5 New “Rules” for Homebuying

#1. Lowball offers won’t likely stick: There are a few times when the lowball offer will work.  Those “screaming deals” are becoming more infrequent.  With the stabilization of our market that I spoke of previously, I’m seeing a dip in the supply.  This dip means more competition.  The best bets for lowball offers?  Properties that are in immediate threat of foreclosure auction (often this will help a seller postpone the foreclosure with a last minute offer sent to the lender); properties with many days on market (DOM), especially if bank owned (REO) and sometimes vacant land.  Vacant land is still our softest segment, with many lots in competition.  Not all lots are created equally, however, and many owners selling vacant land in our marketplace are in an equity position to hold for a longer period of time.

#2. Get pre-approved:  This is very true for our area.  Many buyers are looking for an REO.  In order for agents to even submit an offer, we almost always have to have a lender pre-approval letter.  Sometimes a buyer even needs to pre-qualify with the bank holding the REO.  That doesn’t mean that you have to use THAT bank for your financing, but it does mean that you have to be completely qualified to purchase their homes.

#3. Get realistic about the market: Your Realtor should be able to provide a CMA for the property you’re looking to buy.  At the very least, you can ask for any comparable sales within the past 6 months.  Sometimes, it IS hard to find comps, and the CMA isn’t the tell-all for a value, but it does give a buyer sound knowledge in the market, and helps to avoid breaking rule #1.

#4. Expect some competition: I’m seeing many more instances of multiple offers.  In fact, the last 6 transactions I’ve had have been in a multiple offer situation.  Buyers must prepare themselves for this, and must know what they are willing to pay for a home before becoming emotionally entangled in a “bidder’s war”.  Having multiple offers also means that the TERMS of your offer can be just as important as price.  For example: A house listed at $115,000 has two offers.
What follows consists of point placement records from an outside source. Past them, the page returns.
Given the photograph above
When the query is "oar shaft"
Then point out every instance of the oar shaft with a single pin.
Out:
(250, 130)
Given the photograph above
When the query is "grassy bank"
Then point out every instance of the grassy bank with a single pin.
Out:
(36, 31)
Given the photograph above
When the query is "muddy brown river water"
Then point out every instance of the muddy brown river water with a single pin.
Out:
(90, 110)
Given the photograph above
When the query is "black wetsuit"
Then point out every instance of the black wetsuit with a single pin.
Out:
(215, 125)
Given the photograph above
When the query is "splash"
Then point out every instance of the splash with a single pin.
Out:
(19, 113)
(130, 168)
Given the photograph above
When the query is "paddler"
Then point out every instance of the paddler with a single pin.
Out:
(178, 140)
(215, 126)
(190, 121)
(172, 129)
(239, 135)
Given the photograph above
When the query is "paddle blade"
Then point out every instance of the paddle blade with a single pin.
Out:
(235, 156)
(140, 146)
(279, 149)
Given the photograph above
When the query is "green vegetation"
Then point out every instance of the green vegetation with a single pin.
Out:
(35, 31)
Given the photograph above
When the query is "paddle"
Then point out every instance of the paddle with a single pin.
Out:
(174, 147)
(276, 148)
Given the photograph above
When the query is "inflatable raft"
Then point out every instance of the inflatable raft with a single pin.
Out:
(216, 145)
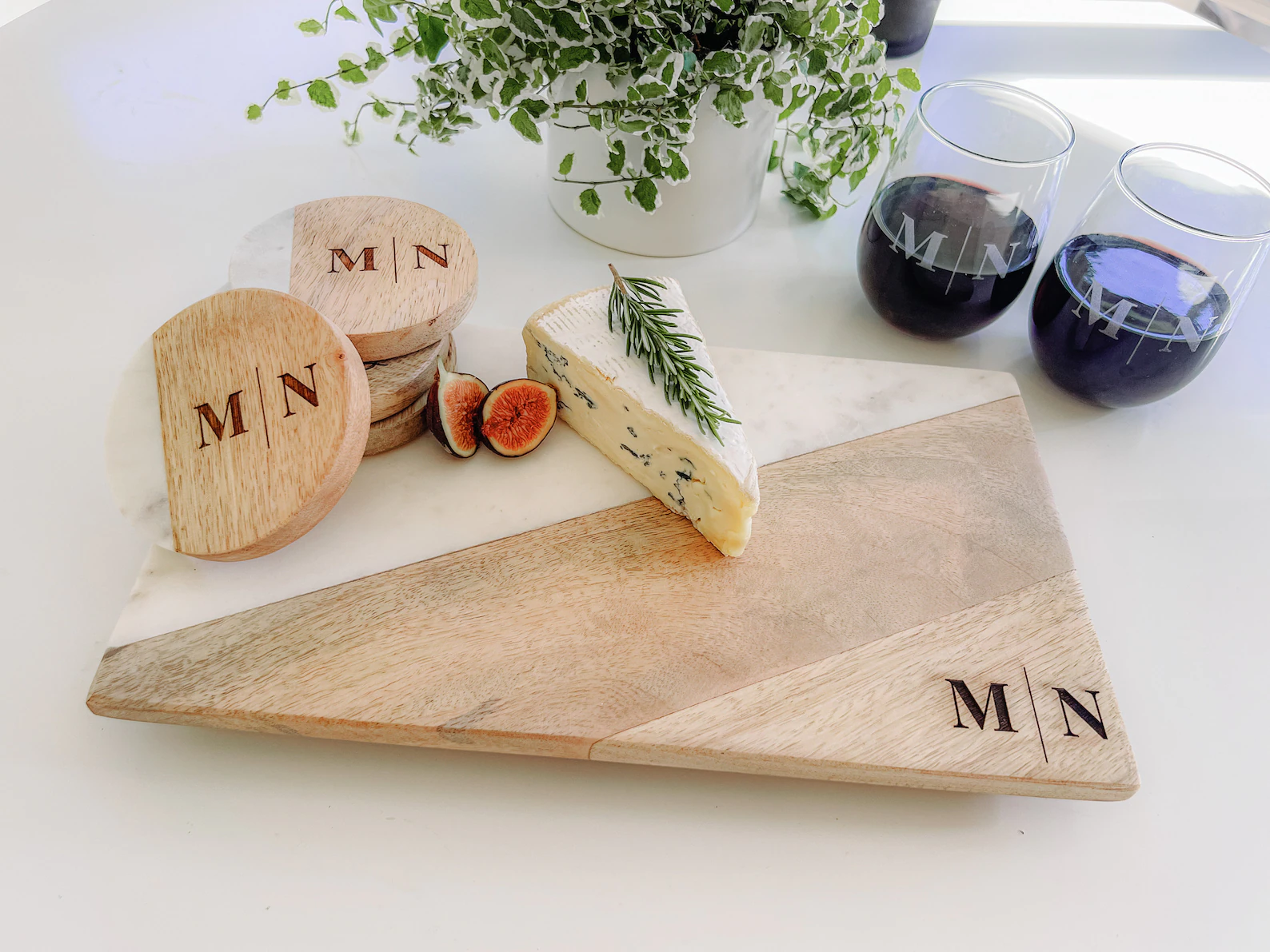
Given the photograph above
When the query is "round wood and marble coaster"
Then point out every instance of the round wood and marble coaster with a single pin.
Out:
(397, 382)
(393, 274)
(397, 429)
(238, 427)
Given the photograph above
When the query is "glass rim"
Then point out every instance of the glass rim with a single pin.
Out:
(1000, 86)
(1118, 174)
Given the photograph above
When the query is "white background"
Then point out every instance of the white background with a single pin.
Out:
(126, 177)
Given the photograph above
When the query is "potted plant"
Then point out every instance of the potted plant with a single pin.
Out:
(650, 106)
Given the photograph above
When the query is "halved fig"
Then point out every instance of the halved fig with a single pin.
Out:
(453, 408)
(516, 416)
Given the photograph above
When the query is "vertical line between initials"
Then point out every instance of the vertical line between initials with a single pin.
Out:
(265, 416)
(1036, 716)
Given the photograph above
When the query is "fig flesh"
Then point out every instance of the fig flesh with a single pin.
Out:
(516, 416)
(453, 410)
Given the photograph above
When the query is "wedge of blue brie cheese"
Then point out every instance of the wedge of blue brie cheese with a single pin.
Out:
(609, 399)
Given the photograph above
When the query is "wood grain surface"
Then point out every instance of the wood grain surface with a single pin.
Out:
(265, 412)
(399, 381)
(929, 552)
(394, 276)
(397, 429)
(889, 711)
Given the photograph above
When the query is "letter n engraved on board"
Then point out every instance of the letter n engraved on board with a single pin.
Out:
(233, 414)
(308, 392)
(995, 699)
(338, 255)
(442, 259)
(1068, 702)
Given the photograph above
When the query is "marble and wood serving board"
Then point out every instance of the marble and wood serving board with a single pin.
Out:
(906, 612)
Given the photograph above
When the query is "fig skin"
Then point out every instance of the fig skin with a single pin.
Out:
(436, 412)
(544, 397)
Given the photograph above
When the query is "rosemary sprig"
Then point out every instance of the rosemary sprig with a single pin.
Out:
(637, 308)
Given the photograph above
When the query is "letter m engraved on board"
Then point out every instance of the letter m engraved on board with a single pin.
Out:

An offer of $105,000, cash, investor (non-occupant) with no contingencies and an offer of $110,000 100% financing, buyer is unqualified and has many contingencies.  When typically dealing with an REO owner, the first offer is more likely the one that will be accepted (notice that NEITHER is OVER the asking price?).  Make sure your writing your contract is as clean as you can make it when you’re competing.
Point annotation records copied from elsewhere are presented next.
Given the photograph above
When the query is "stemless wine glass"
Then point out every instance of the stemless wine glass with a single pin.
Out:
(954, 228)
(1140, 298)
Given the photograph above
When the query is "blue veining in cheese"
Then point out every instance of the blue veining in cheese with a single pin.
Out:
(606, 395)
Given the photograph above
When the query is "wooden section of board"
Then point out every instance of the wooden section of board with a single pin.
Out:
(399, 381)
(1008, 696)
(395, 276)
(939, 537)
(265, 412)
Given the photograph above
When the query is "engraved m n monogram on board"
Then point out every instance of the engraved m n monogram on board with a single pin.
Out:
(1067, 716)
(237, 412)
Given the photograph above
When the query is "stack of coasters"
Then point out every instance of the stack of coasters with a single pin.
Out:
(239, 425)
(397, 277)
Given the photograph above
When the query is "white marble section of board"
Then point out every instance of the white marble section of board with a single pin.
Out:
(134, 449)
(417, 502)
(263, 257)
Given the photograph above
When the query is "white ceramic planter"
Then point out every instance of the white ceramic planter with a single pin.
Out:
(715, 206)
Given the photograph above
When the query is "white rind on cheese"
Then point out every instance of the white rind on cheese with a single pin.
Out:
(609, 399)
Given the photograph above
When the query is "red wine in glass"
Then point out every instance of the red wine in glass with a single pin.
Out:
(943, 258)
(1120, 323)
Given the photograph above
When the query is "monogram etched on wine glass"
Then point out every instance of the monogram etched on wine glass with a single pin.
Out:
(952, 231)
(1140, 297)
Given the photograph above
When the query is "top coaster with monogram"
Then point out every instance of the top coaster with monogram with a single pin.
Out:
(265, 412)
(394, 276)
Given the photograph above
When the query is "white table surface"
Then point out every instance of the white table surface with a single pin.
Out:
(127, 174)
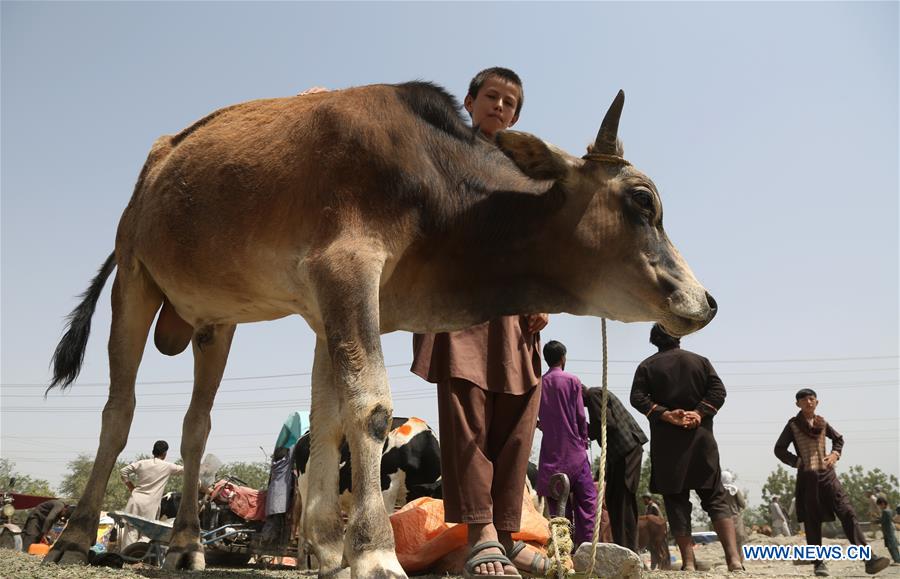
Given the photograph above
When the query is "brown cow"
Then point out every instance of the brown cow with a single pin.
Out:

#5. Conduct property research:  This is why there are inspection periods.  Even with REO property, the owners allow for a time period to conduct inspection.  Know when you’re writing an offer that you have this option, and you should use it.  Instead of WAITING to write an offer until your questions are completely answered, make an offer and UTILIZE your inspection period.  This means you won’t miss out on an opportunity, but you have sufficient time to know exactly what you’re getting.  This doesn’t mean that an REO lender will make repairs, normally REO property is sold AS-IS.  It just means you aren’t surprised with a broken furnace when you move in (January in Driggs make anyone shake in their boots?) and you have the opportunity to withdraw if you feel that it is too financially burdensome.

I feel like these are some great rules to follow.  What do you think?  Any rules you would add to the list?